To minimize the chances of developing osteoporosis, parents should encourage children to be physically active, engage in sports and participate in physical recreational activities. Parents can also help by encouraging good posture and teaching positive habits about bending and lifting from an early age. Adolescents should be encouraged to continue to have a physically active lifestyle, but excessive exercise and reduction of weight and body fat must be avoided (anorexia nervosa and bulimia in adolescence can cause osteoporosis in later life). Adults at any age should begin an exercise regimen that includes resistance training and weight-bearing exercise, and this should be continued throughout the life course. Older people without osteoporosis should continue or begin exercise regimens. They should also modify their living environments to minimize the risk of falling (see sidebar). Even people with established osteoporosis will benefit from weight-bearing, resistive and extension exercises.

Safety Tips for
Fall Prevention

  1. Remove throw rugs and make certain that carpet edges are securely fastened to the floor.

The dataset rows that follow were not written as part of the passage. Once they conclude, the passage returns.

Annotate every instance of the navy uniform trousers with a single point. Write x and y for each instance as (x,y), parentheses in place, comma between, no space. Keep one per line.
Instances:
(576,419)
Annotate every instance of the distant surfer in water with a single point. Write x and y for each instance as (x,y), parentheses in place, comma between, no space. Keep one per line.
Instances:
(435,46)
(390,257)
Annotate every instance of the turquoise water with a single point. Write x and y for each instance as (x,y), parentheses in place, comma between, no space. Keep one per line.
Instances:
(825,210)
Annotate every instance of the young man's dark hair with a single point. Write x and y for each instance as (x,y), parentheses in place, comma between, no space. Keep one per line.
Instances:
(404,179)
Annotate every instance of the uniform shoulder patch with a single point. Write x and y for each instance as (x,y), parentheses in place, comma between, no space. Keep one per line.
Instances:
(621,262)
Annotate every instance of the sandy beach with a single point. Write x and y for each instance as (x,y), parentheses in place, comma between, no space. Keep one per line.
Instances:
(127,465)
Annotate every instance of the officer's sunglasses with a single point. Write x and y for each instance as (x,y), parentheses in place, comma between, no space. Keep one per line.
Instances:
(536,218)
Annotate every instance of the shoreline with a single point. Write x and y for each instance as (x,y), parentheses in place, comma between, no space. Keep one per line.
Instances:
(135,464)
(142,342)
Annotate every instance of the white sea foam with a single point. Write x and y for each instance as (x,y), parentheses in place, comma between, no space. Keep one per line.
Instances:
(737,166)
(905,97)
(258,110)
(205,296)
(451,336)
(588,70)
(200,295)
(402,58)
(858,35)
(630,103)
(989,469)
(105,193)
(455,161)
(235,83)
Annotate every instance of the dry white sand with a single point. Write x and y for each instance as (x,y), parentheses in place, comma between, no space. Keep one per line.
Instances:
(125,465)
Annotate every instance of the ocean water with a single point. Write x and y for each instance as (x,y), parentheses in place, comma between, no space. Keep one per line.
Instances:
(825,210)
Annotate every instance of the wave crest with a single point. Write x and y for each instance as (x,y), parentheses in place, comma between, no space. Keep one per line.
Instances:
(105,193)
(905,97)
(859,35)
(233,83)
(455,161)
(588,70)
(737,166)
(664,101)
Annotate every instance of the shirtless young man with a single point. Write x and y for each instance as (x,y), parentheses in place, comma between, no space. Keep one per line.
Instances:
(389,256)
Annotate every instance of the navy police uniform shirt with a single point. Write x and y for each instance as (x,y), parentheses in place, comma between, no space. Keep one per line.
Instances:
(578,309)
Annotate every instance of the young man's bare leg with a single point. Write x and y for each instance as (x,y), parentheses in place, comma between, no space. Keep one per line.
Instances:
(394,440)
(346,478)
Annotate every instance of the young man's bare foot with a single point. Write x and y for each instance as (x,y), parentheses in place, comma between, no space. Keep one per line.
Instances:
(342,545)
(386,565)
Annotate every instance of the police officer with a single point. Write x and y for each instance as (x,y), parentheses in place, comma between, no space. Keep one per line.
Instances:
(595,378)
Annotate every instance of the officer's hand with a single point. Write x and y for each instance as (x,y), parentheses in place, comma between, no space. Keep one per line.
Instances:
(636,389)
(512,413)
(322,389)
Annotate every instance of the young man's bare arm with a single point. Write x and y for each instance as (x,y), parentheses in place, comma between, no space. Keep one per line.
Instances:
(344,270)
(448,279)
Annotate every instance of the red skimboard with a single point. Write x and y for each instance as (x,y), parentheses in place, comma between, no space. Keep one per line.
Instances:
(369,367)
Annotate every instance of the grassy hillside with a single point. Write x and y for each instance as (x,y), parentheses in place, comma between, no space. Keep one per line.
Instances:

  2. Reduce clutter, especially in high-traffic areas.

  3. Install or maintain sturdy handrails at stairs.

  4. Increase wattage of lighting in hallways, bathrooms, kitchens, stairwells and entrances to homes.

  5. Use night lights near the bed, in hallways and in bathrooms to improve night safety.

  6. Install safety handrails in shower, tub and around the toilet. Bathtub and shower stall should have nonskid surfaces.

  7. When you must reach for something high, use a safety step stool--one with wide steps and a friction surface to stand on. A step stool equipped with a high handrail is preferred.

  8. If a cane or walker has been recommended, use it.

  9. Wear supportive, cushioned, low-heeled shoes. Avoid scuffs (backless bedroom slippers) and high heels.

  10. Avoid rushing to answer the phone or doorbell. A portable phone is a good idea for security and safety.

  11. Have sand or salt available to spread on porches, stairs and sidewalks during snowy, icy weather.